At a meeting held in Cairo for the National Day to Fight Female Genital Mutilation (FGM) last Thursday, Khedr said FGM is not a religious duty, but rather a matter of medical heritage and customs.
He added that the latest medical research and scientific facts indicate that although circumcising males has benefits, circumcising females causes both physical and psychological harm.
“It is practiced in a harmful way that makes us say that it is forbidden in Islam,” he said.
Article 242 of the Penal Code states that committing FGM is a crime punishable by imprisonment from three months to two years, or a fine of at least EGP 5,000.
Some, however, still believe that there is flexibility around this law. Khaled Al-Masry, a lawyer and member of the political bureau of the Salafi Front, stated from the religious perspective, if the girl will not be harmed and her parents give consent, then the surgery can be carried out. He added the doctor should decide if a girl needs the procedure, and if she would be harmed by it, saying that 100s of surgeries are carried out every day. He also noted that doctors can be punished if there is a complication in a case
Egypt has designated 14 June as the day to fight FGM after a girl called Bodour died in 2007 as a result of undergoing the surgery.
Traditionally, families subjected their daughters to the surgery believing that it would curb their sexual desire.
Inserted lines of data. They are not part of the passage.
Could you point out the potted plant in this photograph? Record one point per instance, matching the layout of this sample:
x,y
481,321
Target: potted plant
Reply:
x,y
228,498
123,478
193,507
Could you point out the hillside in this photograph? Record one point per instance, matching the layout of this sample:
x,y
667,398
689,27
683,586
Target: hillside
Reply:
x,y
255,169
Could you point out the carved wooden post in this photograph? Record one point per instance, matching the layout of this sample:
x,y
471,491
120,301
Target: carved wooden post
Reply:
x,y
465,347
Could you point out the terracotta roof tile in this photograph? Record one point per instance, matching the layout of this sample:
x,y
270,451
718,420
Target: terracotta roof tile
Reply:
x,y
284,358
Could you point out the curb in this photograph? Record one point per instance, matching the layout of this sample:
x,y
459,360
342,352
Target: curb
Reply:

Khedr cited recent scientific research which stated that there is no relationship between FGM and chastity.
The meeting was attended by health ministry representatives, Al-Azhar representatives, UNICEF, and children’s rights groups like the Egyptian Coalition for Children’s Rights (ECCR). They met under the banner of “We are all responsible… No to FGM.”
Earlier this month, 13 year old Soheir Al-Batae died after undergoing the surgery in a private clinic in Daqahleya. After her death, ECCR said the government turns a blind eye when it comes to the surgery in villages and in Upper Egypt.